Eagle County foster-family program succeeding
The Vail Daily
Glenwood Springs, CO Colorado
EAGLE COUNTY, Colorado – John Fay has met with about 120 people in the last four months trying to get the word out about the need for more foster care support in the county.
It’s been going pretty well, he said.
Fay, a foster care recruiter with the county, started his push to raise awareness about the lack of foster care in Eagle County in March. Each month since he has held a community meeting to explain the need and how county residents could help.
“I’m definitely happy with the turnout,” Fay said. “Our community definitely responded.”
Right now there’s only one foster parent in the county. Ten or 12 would be ideal, he said. Mesa County, which is a little more than double the size of Eagle County, has around 300 foster homes, Fay said.
Foster care is the temporary placement of a child 18 or younger outside of their home often because of neglect or abuse.
Since 2002, the county has received about 350 reported cases of abuse or neglect per year. Of those 350 cases, about 50 or 60 aren’t accepted. Most of the rest are resolved without removing a kid from their home.
But between 15 and 20 kids a year need to be placed in a foster home and because there aren’t enough foster parents in the county, they’re often sent to other parts of the state.
About 10 people attended each community meeting and Fay met with several people privately that weren’t able to make one of the meetings.
“I’m following up with people two or three weeks after to get a feel for what they’re thinking.
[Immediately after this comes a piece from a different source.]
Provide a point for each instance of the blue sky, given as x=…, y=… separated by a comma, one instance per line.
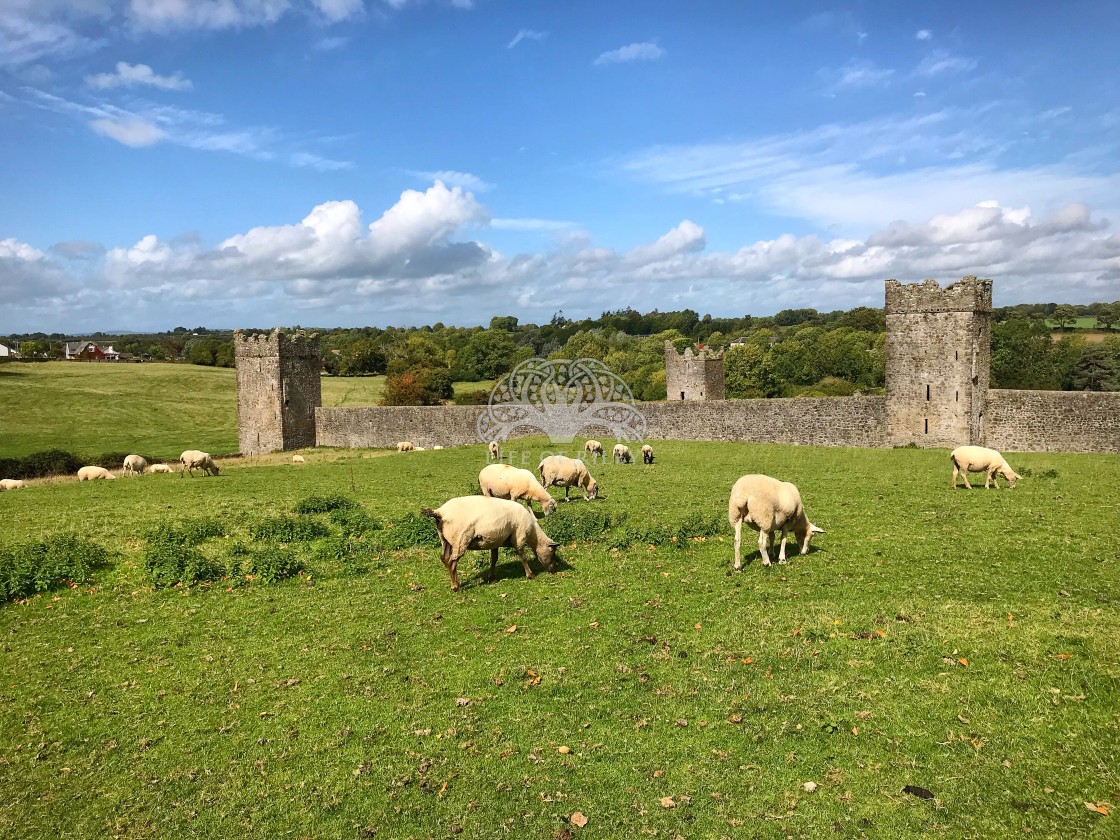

I told them don’t make a decision that night, it’s such a big decision,” Fay said. “I’m getting a mixture of ‘yeah, we’re ready’ or ‘no, not at this time’ or ‘we’d like to help out in other ways.'”
The more foster care homes in the county the better the opportunities for kids that need help, said Fay, whose worked on cases where kids have had to be placed in homes four hours away from Eagle County.
One of the goals of foster care is to keep the stays as short as possible and get kids back in their homes as soon as is appropriate, Fay said. It’s easier to do that when they’re not placed somewhere four hours away, he said.
So far, five people or families have decided to apply to be a foster home.
Vail resident Wendy St. Charles is planning to go through the certification process – which includes background checks, reference checks, 27 hours of state training, and first aid training.
“I’ve had an interest in the foster program for many years and have wanted to get involved,” St. Charles said. “A personal long-term objective of mine is to somehow make a difference.”
People that start the certification process now should be finished sometime in August, Fay said.
“I’m pretty passionate about it,” St. Charles said. “We can do better.”
Becoming a certified foster home isn’t the only way to help, Fay said.
“Another big way that some people have shown interest is helping out with retaining foster parents,” he said. “Getting people on the back end to help these parents feel supported and appreciated by our community.”
Fay hopes a few more families will start the program and he plans to try and find new people again in the fall.
“The push isn’t going to stop,” he said “We want to have a healthy community.”